The essential disagreement over missile defense is this: The US and NATO want to deploy an anti-ballistic missile system in Europe to destroy any potential Iranian nuclear-tipped missiles aimed at Europe or the US. Russia is concerned that the deployment of this anti-missile system in Europe is actually aimed at their nuclear arsenals, making their own defenses vulnerable, even though the US contends that this system is aimed at Iran and not Russia.

In fact, Russia is so worried about the destabilizing effects of this new system that last week the Russian General Staff chief General Nikolai Makarov remarked that Russia would consider pre-emptively destroying the European missile defense system if it were deployed, because it would threaten Russia’s nuclear deterrent.

But in ongoing discussions between Stanford University’s Center on International Security and Cooperation and the Russian Academy of Sciences’ Committee of Scientists for Global Security, former US officials and Russian experts agreed that current US missile defense plans do appear to threaten Russia’s retaliatory capability.

They see the plans as threatening, even though the US approach to missile defense – placing around 500 sea- and land-based interceptors throughout Europe over the upcoming years – is still not able to distinguish nuclear warheads from decoys or other debris. According to a September 2011 Defense Science Board report, as well as a recent US National Academy report, this failure of the European system renders the US defense so deeply flawed as to be useless.

Discussions in March between the US and Russian missile defense experts focused on a more limited but possibly more effective missile defense system, the Forward Active Defense, proposed by Ted Postol, a missile expert at MIT. Whatever the outcome of developing this particular system, US-Russian technical collaboration is precisely the kind of cooperation that will help overcome the missile defense obstacle to Russian-NATO integration.

On the second obstacle, Eastern European memories of Soviet domination are beginning to fade as new generations are born into a world free of the cold war. As Poland, Slovakia, the Czech Republic, and the Baltic states develop economically and become more integrated into the world economy, memories of the humiliation and hostility associated with Soviet domination have been blunted.
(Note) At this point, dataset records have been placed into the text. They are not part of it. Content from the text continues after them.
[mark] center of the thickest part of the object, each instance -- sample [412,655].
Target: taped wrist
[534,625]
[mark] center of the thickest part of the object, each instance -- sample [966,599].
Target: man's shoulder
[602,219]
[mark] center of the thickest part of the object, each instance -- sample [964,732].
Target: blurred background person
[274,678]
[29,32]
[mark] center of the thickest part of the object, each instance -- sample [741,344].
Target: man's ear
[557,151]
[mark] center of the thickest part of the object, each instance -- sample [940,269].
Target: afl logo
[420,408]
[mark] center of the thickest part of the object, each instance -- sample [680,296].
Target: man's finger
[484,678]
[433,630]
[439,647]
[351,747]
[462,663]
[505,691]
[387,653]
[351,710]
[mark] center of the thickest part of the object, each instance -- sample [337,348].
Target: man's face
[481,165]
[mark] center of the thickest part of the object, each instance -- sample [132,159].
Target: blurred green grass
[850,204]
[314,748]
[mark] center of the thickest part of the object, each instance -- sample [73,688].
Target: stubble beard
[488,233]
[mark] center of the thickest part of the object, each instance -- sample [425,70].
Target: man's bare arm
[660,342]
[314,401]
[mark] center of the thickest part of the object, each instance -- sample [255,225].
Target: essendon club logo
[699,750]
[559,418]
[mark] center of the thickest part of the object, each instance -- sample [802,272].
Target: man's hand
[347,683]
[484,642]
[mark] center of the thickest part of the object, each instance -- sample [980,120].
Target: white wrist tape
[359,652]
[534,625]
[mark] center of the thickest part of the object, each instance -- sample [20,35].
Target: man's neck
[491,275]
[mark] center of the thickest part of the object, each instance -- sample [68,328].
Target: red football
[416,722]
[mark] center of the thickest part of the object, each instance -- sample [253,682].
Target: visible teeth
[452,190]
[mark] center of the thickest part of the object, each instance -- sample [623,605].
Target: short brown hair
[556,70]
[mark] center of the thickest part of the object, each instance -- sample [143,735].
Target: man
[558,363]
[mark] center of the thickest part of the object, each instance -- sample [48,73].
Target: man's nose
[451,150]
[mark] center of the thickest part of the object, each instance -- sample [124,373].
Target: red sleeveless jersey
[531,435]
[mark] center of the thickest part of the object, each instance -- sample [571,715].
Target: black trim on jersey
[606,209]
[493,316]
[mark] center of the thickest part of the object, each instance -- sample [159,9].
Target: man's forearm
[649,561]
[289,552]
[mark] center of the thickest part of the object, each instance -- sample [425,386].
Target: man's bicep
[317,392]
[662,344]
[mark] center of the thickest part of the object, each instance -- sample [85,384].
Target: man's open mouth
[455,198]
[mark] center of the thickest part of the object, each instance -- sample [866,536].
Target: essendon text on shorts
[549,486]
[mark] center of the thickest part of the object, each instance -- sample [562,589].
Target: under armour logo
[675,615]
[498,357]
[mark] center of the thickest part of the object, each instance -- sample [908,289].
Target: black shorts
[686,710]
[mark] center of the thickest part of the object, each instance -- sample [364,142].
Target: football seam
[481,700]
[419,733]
In addition, cooperation on energy sources, including nuclear power, is likely to grow and to produce a new sense of partnership in the region. Transforming those commercial partnerships into the kind of trust required for formal Russian NATO membership will not be easy, but the alternative is continued political tension that distracts the region from the long-term and very real problems of nuclear weapons proliferation, energy insecurity, and economic stagnation.

As NATO continues to expand its reach globally, it makes sense to invite the alliance’s most prominent and able neighbor as a member. Russia possesses sophisticated military technology and already engages in military-to-military exchanges with the US. Russia also has a military-industrial infrastructure that could contribute capabilities that NATO currently lacks, and that the US has sought from its European partners for at least 20 years.

It is time to recognize how much Russia has accomplished in less than a generation, how much it could contribute to the military capacity of NATO, and how much its full cooperation could enhance global security if it were rewarded, finally, with membership in NATO.

Kennette Benedict is the executive director of the Bulletin of the Atomic Scientists, a magazine established by Manhattan Project scientists in 1945 to inform the public about the dangers of nuclear weapons and other catastrophic threats to humanity. From 1992-2005, she directed the international peace and security program at the John D. and Catherine T. MacArthur Foundation. She also established and directed the foundation’s initiative in the former Soviet Union from 1992-2002.